Graph Databases: They Who Forget the Past...

Sets vs. Graphs

What Is a Data Model, and What It Is Not

What Is a Data Model

Data Model Neither Business, Nor Logical, Nor Physical Model




Sunday, August 25, 2019

Meaning Criteria and Entity Supertype-Subtypes Relationships


Note: This is a re-write of a previous post.
"I have a database for a school ... [with] numerous tables obviously, but consider these:
CONTACT - all contacts (students, faculty): has fields such as LAST, FIRST, ADDR, CITY, STATE, ZIP, EMAIL;
FACULTY - hire info, login/password, foreign key to CONTACT;
STUDENT - medical comments, current grade, foreign key to CONTACT."
"Do you think it is a good idea to have a single table hold such info? Or, would you have had the tables FACULTY and STUDENT store LAST, FIRST, ADDR and other fields? At what point do you denormalize for the sake of being more practical? What would you do when you want to close out one year and start a new year? If you had stand-alone student and faculty tables then you could archive them easily, have a school semester and year attached to them. However, as you go from one year to the next information about a student or faculty may change. Like their address and phone for example.

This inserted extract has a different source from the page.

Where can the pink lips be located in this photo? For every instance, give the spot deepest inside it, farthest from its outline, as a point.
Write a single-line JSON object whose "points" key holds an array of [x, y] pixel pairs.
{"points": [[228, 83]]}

The database model now is not very good because it doesn’t maintain a history. If Student A was in school last year as well but lived somewhere else would you have 2 contact rows? 2 student rows?  Or do you have just one of each and have a change log. Which is best?"
How would somebody who "does not know past, or new requirements, modeling, and database design" and messes with a working database just because "he heard something about (insert your favorite fad here)" figure out correct from bad answers? Particularly if the answers suffer from the same lack of foundation knowledge as the question?